Funcionários do BB entregam pauta de reinvindicações à Cassi

Trabalhadores pedem recomposição da lista de medicamentos do PAF, ampliação do PCMSO e posicionamento do BB e Cassi sobre déficits

A Comissão Nacional dos Funcionários do Banco do Brasil (CEBB) entregou nesta quarta-feira (28) a pauta específica de reivindicações à direção da Cassi, como parte das negociações da Campanha Nacional 2022. O documento foi elaborado coletivamente e aprovado durante o 33º Congresso Nacional dos Funcionários do Banco do Brasil, realizado em junho.

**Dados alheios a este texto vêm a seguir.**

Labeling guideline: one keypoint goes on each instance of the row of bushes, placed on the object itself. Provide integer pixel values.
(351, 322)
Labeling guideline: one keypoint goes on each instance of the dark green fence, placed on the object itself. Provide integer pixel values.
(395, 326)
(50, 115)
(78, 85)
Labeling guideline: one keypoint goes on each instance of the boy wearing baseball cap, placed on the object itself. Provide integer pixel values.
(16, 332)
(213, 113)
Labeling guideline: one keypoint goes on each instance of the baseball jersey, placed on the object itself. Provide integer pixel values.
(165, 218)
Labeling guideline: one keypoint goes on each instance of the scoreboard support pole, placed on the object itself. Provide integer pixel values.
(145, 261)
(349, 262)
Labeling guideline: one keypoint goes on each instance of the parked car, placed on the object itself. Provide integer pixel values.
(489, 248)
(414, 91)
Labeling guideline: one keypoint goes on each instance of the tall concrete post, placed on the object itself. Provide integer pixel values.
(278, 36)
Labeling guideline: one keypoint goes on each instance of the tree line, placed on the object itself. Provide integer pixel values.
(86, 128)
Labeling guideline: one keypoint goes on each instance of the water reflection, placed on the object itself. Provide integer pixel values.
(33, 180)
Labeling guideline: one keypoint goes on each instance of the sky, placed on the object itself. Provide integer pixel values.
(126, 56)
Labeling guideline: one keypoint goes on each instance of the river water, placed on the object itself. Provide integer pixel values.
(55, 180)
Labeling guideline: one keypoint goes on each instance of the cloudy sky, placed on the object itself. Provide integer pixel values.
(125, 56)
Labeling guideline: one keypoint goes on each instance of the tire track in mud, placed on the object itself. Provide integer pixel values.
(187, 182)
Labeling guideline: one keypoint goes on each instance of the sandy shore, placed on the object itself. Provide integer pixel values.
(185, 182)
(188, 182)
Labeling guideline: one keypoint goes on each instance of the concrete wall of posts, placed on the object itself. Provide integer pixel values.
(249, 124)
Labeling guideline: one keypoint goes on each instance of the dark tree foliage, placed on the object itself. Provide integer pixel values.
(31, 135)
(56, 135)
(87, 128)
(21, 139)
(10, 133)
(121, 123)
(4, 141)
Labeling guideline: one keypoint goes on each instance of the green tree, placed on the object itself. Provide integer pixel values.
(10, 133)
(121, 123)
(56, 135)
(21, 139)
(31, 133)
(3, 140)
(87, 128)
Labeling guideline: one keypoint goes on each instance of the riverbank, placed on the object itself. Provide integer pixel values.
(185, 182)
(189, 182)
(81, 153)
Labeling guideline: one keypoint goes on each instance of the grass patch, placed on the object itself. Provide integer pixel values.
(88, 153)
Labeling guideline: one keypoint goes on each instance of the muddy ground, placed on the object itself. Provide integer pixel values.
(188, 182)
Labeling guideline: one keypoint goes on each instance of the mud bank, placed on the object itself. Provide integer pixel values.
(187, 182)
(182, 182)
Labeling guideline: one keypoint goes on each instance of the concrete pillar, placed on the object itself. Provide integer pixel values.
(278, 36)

Também nesta quarta-feira, a CEBB e a Confederação Nacional dos Trabalhadores do Ramo Financeiro (Contraf-CUT) enviaram ao presidente da Caixa de Assistência dos Funcionários, Clovis de Castro Júnior, um ofício pedindo transparência e o retorno da publicação mensal dos resultados por planos da entidade.

“Vimos relatar que no acompanhamento das publicações da Cassi constatamos que, até o mês de dezembro de 2021, eram publicados os resultados mensais, por plano, no Visão Cassi, em ambiente ‘logado’ do site, no qual constavam os demonstrativos consolidados dos Planos Associados, Cassi Família e Essencial, como também os respectivos balancetes”, diz o ofício assinado pelo coordenador da CEBB, João Fukunaga, e pela presidenta da Contraf, Juvandia Moreira. “Já no corrente ano somente um banner foi publicado, no qual se apresenta o resultado do 1º trimestre, sem detalhamentos dos resultados segmentados de cada plano”, continua o texto.

Recente matéria publicada no site da Contraf-CUT mostra que o Plano Associados da Cassi acumula, no primeiro quadrimestre de 2022, déficits operacional e líquido de R$ 118 milhões e R$ 567 mil, respectivamente, com projeção para o ano de R$ 250 milhões negativos, o que levará ao consumo de reservas da Cassi.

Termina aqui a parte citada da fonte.